Tom Woodcock, of Cambridgeshire Against Cuts, said: ”The idea there is no backer from the NHS is just nonsense, as an organisation they could easily do it.
”The three companies bidding for it are multi-national health firms with dubious records who will put profit in front of health care.
”It’s a dangerous idea as the shareholder will be above patient care. The only way you can make a profit is to cut something, to lower the standard of delivery or make staff work extra hours.
”We are trying to reinstate the NHS as a national health service and not a patchwork of providers.”
Steve Sweeney, secretary of Huntingdon and St Neots trades council, is part of the campaign to keep Hinchingbrooke public and one of the protest’s organisers.
He said: ”When these companies get their hands on public money, they end up taking millions in profits but not delivering proper treatment to patients.
”Workers at the hospital are absolutely against privatisation, but many are afraid to speak out for fear of reprisals.”

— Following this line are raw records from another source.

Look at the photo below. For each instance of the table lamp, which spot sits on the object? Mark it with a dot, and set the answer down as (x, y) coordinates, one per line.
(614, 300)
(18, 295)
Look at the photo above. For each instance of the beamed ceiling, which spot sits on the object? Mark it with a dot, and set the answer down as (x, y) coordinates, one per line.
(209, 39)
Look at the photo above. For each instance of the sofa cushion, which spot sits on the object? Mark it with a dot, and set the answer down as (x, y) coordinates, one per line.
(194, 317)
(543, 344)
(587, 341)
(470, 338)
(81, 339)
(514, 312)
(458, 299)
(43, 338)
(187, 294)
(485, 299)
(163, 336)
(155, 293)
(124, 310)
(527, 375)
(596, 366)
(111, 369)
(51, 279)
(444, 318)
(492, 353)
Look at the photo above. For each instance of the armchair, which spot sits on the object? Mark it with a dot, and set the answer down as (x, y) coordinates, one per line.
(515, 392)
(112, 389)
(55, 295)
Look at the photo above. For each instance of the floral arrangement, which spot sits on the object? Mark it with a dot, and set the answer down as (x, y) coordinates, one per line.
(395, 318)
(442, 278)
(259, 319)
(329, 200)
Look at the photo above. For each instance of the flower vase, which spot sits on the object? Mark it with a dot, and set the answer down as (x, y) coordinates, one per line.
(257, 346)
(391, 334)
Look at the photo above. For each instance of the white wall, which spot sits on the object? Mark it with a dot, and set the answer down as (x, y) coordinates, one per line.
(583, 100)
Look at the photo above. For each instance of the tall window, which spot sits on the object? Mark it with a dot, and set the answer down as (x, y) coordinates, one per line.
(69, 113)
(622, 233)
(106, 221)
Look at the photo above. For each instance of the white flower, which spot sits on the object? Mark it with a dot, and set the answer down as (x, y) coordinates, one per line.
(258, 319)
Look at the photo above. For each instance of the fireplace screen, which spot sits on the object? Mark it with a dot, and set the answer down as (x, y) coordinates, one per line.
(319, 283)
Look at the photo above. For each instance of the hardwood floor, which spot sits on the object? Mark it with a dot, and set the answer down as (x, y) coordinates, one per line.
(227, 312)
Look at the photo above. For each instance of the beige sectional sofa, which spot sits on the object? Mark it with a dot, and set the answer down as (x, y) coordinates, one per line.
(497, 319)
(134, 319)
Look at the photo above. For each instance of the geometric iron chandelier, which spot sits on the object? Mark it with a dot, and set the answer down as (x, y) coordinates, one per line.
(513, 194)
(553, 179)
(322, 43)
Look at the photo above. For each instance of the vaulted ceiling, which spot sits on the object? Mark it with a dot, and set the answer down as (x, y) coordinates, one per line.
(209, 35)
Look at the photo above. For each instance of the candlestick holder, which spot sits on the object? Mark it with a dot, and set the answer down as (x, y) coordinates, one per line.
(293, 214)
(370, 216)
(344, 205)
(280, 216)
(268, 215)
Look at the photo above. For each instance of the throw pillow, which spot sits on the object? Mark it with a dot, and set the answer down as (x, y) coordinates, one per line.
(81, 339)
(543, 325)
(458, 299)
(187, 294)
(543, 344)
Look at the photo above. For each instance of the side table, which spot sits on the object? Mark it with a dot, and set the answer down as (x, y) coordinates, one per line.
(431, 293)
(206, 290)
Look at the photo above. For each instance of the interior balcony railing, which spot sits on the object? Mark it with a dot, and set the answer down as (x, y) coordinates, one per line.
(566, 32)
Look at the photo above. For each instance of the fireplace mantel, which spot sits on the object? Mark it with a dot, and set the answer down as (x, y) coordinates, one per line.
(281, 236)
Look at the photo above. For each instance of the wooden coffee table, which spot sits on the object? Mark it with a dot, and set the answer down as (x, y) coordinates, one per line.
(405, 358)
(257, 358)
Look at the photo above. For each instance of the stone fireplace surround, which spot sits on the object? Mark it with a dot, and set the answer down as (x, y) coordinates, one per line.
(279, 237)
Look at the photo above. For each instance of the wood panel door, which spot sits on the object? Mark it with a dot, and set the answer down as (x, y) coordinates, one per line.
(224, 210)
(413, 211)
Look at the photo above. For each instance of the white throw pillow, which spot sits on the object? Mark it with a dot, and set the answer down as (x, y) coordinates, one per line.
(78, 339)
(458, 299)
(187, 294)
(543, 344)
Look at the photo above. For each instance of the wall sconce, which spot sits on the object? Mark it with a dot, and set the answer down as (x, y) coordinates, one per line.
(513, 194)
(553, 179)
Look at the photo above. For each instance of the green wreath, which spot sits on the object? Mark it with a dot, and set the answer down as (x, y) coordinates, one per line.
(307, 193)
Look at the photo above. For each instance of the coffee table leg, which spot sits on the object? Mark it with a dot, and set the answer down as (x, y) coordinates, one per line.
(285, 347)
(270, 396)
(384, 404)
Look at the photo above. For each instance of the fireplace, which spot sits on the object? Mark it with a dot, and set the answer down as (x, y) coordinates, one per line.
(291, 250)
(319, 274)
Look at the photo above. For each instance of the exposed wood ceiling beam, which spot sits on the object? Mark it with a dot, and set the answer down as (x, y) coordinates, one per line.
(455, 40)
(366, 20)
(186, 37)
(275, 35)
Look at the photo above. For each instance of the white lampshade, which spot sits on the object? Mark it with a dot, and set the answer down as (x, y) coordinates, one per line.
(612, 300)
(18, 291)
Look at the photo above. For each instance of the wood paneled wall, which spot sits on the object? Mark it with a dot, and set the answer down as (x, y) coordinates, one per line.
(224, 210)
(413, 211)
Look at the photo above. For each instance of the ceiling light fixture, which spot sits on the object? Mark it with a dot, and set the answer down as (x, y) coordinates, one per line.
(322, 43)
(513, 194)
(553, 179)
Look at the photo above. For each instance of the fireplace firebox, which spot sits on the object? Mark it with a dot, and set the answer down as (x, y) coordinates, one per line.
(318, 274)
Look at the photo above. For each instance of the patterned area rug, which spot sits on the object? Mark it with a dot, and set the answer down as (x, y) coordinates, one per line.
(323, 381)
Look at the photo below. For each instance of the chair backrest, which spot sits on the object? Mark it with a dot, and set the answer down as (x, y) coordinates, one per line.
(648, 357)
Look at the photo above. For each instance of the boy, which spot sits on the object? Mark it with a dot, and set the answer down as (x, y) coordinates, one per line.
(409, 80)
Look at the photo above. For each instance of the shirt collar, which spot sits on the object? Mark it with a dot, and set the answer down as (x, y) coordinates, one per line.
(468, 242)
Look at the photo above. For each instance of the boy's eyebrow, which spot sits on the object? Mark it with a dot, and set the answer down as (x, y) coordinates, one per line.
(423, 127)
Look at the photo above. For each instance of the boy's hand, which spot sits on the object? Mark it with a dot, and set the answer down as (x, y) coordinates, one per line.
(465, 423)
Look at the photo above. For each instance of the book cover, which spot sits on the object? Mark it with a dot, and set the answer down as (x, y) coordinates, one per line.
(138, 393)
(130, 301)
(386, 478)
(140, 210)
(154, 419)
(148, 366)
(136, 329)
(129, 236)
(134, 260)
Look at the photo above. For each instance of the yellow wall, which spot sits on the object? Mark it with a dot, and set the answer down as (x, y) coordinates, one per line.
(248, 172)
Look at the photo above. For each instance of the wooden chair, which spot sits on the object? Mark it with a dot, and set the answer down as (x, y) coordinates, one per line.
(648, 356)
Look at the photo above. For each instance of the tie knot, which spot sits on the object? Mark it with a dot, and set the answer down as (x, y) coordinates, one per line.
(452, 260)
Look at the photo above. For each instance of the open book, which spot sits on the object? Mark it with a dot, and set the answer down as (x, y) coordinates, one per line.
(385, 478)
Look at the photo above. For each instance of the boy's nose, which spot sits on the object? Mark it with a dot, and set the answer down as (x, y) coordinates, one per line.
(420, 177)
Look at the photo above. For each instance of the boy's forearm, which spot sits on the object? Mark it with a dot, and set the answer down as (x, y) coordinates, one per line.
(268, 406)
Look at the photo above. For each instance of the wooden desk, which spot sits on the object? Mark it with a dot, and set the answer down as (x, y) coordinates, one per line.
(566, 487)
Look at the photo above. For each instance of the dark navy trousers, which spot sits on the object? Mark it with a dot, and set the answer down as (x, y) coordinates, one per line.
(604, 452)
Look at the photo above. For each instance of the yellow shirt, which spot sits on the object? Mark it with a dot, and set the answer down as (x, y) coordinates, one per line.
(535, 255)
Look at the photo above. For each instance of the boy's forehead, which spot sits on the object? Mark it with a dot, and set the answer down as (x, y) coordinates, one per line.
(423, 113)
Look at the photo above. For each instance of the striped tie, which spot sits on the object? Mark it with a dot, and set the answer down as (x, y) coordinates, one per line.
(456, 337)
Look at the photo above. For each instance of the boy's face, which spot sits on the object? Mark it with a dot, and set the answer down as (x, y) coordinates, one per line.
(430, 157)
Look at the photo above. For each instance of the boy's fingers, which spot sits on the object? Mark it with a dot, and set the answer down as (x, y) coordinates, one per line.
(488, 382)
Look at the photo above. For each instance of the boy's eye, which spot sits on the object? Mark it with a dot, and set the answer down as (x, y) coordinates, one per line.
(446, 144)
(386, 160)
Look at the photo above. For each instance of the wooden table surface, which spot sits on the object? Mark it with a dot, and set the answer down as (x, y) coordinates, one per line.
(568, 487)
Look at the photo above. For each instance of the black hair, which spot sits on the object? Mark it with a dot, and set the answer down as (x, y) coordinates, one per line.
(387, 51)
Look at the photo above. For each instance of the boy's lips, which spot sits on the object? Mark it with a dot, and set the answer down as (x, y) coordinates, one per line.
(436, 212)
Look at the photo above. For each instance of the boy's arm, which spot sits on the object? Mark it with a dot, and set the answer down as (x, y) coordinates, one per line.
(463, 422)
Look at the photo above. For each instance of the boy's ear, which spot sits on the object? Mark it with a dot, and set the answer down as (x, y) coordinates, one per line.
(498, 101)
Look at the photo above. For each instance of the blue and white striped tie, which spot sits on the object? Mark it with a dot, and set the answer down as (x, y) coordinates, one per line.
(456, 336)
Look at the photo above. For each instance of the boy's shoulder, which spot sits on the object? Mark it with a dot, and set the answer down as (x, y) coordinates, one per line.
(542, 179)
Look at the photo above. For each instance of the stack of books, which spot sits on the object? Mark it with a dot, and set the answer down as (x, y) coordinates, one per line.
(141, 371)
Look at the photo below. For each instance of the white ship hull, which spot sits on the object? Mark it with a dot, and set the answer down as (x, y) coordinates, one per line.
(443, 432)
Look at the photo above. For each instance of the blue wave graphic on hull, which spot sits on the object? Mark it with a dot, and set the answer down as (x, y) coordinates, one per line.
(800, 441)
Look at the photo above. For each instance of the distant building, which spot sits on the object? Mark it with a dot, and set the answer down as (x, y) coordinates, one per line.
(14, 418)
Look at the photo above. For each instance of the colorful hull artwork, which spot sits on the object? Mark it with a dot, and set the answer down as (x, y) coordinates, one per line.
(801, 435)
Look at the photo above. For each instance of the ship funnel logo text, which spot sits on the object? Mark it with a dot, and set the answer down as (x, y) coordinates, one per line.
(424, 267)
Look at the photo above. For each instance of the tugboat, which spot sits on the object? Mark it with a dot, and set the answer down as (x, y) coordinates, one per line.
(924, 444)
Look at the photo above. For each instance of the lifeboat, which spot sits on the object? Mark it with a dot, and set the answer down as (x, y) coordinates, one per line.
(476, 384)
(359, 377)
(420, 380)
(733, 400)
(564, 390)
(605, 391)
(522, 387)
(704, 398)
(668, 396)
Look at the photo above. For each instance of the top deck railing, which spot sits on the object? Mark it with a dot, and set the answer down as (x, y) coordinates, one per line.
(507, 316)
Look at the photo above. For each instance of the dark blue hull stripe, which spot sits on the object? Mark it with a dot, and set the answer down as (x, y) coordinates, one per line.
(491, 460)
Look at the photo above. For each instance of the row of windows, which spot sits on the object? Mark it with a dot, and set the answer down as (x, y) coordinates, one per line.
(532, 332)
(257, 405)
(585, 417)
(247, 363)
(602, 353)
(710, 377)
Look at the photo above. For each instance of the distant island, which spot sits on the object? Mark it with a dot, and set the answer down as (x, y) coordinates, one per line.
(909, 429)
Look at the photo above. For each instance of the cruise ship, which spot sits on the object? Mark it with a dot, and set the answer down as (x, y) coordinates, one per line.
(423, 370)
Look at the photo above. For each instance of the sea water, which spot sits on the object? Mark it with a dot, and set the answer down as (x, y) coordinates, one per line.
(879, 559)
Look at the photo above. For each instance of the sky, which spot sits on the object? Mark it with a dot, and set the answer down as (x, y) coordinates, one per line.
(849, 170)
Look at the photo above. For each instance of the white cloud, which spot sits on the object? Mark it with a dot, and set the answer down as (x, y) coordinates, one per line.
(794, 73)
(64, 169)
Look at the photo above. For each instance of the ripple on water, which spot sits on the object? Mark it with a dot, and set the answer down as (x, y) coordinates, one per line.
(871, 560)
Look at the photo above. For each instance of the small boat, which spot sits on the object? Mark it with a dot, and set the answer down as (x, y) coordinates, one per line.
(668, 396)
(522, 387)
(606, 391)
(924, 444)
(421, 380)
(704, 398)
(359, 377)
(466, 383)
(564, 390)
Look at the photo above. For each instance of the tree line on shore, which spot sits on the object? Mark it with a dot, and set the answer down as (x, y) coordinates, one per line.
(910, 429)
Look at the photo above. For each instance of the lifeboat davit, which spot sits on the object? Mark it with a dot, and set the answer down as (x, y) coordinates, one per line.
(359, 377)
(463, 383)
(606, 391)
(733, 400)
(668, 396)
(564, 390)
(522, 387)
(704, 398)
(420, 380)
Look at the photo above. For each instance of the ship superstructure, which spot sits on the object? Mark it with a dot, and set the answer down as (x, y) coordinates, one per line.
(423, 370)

The health service reforms were part of a wave of public-sector changes imposed by Gordon Brown during the previous Parliament.
The regulations give the NHS powers to intervene more quickly where hospitals are underperforming.
Ministers can remove NHS trust chief executives or chairmen without having to pay them a generous severance package.
Private operators will decide what services are provided, how many staff are employed, what areas are contracted out and, in time, what conditions and pay rates operate.
But the hospital will remain owned by the NHS and all staff employed by the NHS.
Bidders Serco are known for running Yarl’s Wood immigration detention centre, Docklands Light Railway and entire local education authorities in Bradford, Walsall and Stoke.
Rivals Ramsay Health Care is Australia’s biggest private healthcare company founded by one of Australia’s richest men Paul Ramsay, with a £320m fortune.
The third bidder is Circle Health which is run on the John Lewis-style partnership model but run by banker Ali Parsa, formerly of Credit Suisse, Merrill Lynch and Goldman Sachs banker.
The British Medical Association passed a motion during a conference last week after the last remaining NHS trust pulled out of the bidding process.
Doctors raised ”concerns” that only private firms remained in the franchise process.
The organisation promised to monitor funding arrangements given to the successful bidder and ensure patient care is not compromised.
A spokesman for East of England NHS said: ”Clinicians have been central to agreeing the way forward for Hinchingbrooke throughout the process and will continue to be so.
”We welcome the scrutiny of the BMA as we are confident the process has been open and transparent, open to all bidders both NHS and independent, and has in no way seen preferential treatment to the private sector.”
Hinchingbrooke serves a local population of more than 161,000 people and employs up to 2,000 health workers.
In 2007/8 more than 2,500 babies were born at the hospital and its accident and emergency department treated more than 33,000 people.
It treated 157,000 patients in total that year.